Caso seja convocado para para depor na CPI da Covid, do Senado, o governador gaúcho Eduardo Leite (PSDB) deve se apresentar como vítima e não como suspeito. É que no único caso de desvio de verbas da saúde durante a pandemia averiguado até agora pela Polícia Federal (PF) no Rio Grande do Sul, o governo do Estado figura como alvo da cobiça de fraudadores, e não como investigado.
O caso que pode ser abordado pela CPI da Covid é a Operação Camilo, na qual a PF, o Ministério Público Federal (MPF) e o Grupo de Atuação Especial de Combate ao Crime Organizado (Gaeco), do Ministério Público Estadual, detectaram indícios de desvio de R$ 15 milhões a partir da terceirização dos serviços do Hospital Regional do Vale do Rio Pardo (HRVRP), situado na cidade com o mesmo nome.
As fraudes teriam sido viabilizadas por meio da Associação Brasileira de Assistência Social, Saúde e Inclusão (Abrassi), uma organização social encarregada de providenciar vigilância e portaria, alimentação e dietética, manutenção predial, lavanderia, limpeza e sanitização hospitalar, radiologia, exames de imagem e Samu do hospital. Ela subcontratou empresas que, segundo a PF, superfaturaram valores cobrados do Estado e da União. Parte dos serviços sequer foi executada.
Conforme a PF, de novembro de 2017 até fevereiro de 2020 foram destinados ao hospital de Rio Pardo cerca de R$ 60 milhões. Desses, R$ 30 milhões foram repassados pela Abrassi às empresas subcontratadas e os indícios são de que R$ 15 milhões foram superfaturados.
A maior parte dos desvios detectados nada tem a ver com a pandemia, porque aconteceram antes de fevereiro de 2020. Mas a força-tarefa de investigação analisa um caso posterior ao advento da covid-19 no Brasil.
É o repasse de R$ 3,3 milhões a uma empresa ligada à Abrassi, que deveriam ser destinados à construção de 10 leitos de UTI no Hospital Regional do Vale do Rio Pardo. As obras estão em andamento, mas o projeto elaborado pela organização social, que resultou na contratação, é considerado impreciso, sem levantamentos prévios de custos, utilizado somente para recebimento da verba pública. A empresa contratada para executar a obra tem ligações de amizade e sociedades informais, segundo a PF, com a organização social investigada.
O Gaeco também aponta descaso da Abrassi com a saúde pública em situações como a distribuição de máscaras de proteção facial vencidas aos profissionais que trabalham no hospital, já durante a pandemia. A prefeitura também teria determinado a desinfecção de ruas da cidade contra o coronavírus, mas no lugar de desinfetante teria sido utilizada apenas água.
A reportagem ouviu o delegado Mauro Lima Silveira e o promotor de Justiça João Beltrame, que deflagraram a Operação Camilo. Os dois dizem que nenhum servidor estadual é suspeito de desvios no episódio e que o Estado figura como vítima, não como investigado.
A PF e promotores de Justiça identificaram que a Abrassi e as empresas subcontratadas por ela, em sua maioria, são dirigidas e pertencem, de fato, a outras pessoas que não aquelas que constam em seus contratos sociais ou atos constitutivos. O objetivo seria esconder a relação estreita e direta entre elas. Cargos e empregos criados pelo hospital público gerido pela organização social eram usados para benefício dos investigados e de seus indicados, sem observância aos critérios constitucionais da impessoalidade, moralidade e eficiência, denuncia o Gaeco.

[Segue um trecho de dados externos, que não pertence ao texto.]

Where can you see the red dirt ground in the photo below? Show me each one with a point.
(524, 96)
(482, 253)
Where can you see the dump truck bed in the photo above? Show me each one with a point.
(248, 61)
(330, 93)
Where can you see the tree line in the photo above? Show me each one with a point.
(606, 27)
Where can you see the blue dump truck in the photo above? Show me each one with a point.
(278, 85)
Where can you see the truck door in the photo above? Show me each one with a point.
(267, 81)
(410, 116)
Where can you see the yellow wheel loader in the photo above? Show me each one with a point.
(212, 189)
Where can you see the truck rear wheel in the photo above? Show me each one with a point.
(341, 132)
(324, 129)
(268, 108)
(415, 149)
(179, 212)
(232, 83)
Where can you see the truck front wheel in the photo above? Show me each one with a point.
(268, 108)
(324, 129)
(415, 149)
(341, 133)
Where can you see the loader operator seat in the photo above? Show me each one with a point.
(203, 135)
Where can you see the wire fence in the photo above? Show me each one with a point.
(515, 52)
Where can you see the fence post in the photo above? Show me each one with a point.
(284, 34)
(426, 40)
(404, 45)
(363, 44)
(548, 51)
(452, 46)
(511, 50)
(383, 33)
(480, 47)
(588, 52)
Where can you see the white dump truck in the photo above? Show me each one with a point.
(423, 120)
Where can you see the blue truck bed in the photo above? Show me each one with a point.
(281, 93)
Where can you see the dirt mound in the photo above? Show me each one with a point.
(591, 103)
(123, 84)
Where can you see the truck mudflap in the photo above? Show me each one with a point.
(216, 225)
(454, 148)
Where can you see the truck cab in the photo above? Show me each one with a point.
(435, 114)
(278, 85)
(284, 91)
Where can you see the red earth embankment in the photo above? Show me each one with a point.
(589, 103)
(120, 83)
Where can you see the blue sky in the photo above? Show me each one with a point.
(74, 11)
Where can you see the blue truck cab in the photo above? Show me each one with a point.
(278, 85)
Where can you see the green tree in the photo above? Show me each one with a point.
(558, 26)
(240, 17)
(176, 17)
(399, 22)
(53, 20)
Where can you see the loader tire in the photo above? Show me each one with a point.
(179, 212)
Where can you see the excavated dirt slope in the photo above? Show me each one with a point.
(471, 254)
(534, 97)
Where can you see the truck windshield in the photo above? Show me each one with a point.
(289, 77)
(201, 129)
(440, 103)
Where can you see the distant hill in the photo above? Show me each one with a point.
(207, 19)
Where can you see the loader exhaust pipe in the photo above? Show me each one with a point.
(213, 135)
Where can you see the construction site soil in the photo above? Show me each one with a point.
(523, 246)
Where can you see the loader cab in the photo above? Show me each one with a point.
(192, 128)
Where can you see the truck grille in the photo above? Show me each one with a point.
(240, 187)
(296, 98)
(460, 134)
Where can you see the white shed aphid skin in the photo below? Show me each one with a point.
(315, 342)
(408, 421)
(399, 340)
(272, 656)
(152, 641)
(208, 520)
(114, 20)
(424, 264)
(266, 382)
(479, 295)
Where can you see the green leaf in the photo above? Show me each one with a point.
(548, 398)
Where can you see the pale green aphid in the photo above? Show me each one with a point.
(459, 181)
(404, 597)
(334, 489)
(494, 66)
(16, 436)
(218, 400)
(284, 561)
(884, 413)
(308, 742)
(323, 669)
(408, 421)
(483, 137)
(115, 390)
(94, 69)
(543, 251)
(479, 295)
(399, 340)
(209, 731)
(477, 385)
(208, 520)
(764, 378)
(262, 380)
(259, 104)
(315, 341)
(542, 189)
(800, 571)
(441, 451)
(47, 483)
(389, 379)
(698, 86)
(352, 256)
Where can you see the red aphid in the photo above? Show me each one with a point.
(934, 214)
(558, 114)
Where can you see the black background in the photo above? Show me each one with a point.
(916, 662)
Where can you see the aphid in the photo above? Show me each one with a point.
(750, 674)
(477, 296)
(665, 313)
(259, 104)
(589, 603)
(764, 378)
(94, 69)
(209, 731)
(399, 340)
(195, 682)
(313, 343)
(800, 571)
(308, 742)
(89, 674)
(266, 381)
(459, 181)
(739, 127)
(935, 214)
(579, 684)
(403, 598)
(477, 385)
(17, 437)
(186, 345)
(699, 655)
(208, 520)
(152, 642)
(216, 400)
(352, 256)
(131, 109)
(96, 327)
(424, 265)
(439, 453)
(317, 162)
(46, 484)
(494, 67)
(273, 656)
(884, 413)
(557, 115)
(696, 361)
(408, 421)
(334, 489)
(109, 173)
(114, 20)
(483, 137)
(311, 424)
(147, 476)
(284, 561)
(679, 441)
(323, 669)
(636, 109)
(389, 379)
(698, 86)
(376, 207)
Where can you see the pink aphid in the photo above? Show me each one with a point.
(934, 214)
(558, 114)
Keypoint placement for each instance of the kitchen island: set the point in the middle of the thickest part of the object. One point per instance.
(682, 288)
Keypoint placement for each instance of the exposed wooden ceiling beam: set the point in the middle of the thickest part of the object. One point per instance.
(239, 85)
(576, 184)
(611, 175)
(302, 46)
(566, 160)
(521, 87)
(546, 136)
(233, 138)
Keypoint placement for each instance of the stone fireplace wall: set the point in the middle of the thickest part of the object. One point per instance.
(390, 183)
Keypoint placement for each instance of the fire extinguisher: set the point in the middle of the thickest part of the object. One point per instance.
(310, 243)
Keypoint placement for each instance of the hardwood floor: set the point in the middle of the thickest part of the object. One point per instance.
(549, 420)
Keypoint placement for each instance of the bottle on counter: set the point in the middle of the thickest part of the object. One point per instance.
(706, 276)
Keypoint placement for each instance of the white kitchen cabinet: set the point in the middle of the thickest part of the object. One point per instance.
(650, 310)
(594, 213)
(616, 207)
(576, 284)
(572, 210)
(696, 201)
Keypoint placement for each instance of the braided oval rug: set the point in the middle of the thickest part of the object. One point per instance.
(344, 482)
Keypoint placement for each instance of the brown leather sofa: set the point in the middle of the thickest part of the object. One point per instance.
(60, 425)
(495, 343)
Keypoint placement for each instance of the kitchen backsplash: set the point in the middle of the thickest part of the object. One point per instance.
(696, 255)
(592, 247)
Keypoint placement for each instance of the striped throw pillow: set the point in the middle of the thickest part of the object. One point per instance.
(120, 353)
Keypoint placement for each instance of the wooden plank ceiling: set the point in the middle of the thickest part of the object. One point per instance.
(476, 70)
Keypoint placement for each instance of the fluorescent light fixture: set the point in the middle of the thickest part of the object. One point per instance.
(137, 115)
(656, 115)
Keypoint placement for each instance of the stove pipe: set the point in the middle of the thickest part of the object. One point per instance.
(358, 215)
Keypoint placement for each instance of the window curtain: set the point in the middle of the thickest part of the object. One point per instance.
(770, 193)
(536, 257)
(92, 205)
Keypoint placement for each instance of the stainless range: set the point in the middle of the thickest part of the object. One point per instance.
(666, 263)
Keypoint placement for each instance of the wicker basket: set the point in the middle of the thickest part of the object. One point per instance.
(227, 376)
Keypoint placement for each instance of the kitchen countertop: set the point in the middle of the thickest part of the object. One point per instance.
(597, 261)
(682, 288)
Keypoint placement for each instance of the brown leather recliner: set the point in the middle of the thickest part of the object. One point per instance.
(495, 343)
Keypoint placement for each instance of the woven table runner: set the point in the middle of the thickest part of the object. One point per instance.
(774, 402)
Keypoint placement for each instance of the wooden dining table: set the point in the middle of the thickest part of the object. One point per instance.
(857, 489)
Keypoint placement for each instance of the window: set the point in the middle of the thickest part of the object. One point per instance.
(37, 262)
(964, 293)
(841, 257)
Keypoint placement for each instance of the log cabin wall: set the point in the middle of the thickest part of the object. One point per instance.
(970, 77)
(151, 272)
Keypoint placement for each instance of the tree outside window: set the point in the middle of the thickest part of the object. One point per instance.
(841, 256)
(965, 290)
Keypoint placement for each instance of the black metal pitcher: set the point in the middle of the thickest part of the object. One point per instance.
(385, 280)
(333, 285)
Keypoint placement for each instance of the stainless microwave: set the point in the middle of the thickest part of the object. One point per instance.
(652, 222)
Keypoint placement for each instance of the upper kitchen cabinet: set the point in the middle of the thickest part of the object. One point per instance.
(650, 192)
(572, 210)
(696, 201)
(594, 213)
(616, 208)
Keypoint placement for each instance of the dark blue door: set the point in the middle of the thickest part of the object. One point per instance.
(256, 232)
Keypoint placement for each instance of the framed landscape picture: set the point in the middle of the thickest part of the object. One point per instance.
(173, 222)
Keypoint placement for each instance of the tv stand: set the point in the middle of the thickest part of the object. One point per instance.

Um dos principais investigados foi o prefeito de Rio Pardo, Rafael Reis Barros (PSDB), que foi preso e, posteriormente, renunciou ao cargo. Outros investigados são secretários do município, dirigentes da Abrassi e donos de empresas que foram contratadas para os serviços de saúde não executados ou suspeitos de desviar dinheiro dos contratos.
O caso já está em fase judicial. Oito pessoas viraram rés em processo que será apreciado pelo juiz Ricardo Humberto Silva Borne, da 11ª Vara Federal de Porto Alegre. Os crimes apontados são corrupção ativa e passiva, fraudes licitatórias, peculato, falsidade ideológica, lavagem de dinheiro e organização criminosa. Mas a investigação por parte da PF e do Gaeco continua e deve ter desdobramentos.
CONTRAPONTOS
GZH tentou contato com o ex-prefeito de Rio Pardo e com dirigentes da Abrassi, mas não os localizou. Ao longo do inquérito policial, eles admitiram que conheciam os donos de empresas contratadas pelo hospital, mas garantiram que os serviços foram executados e nada sabem sobre desvios.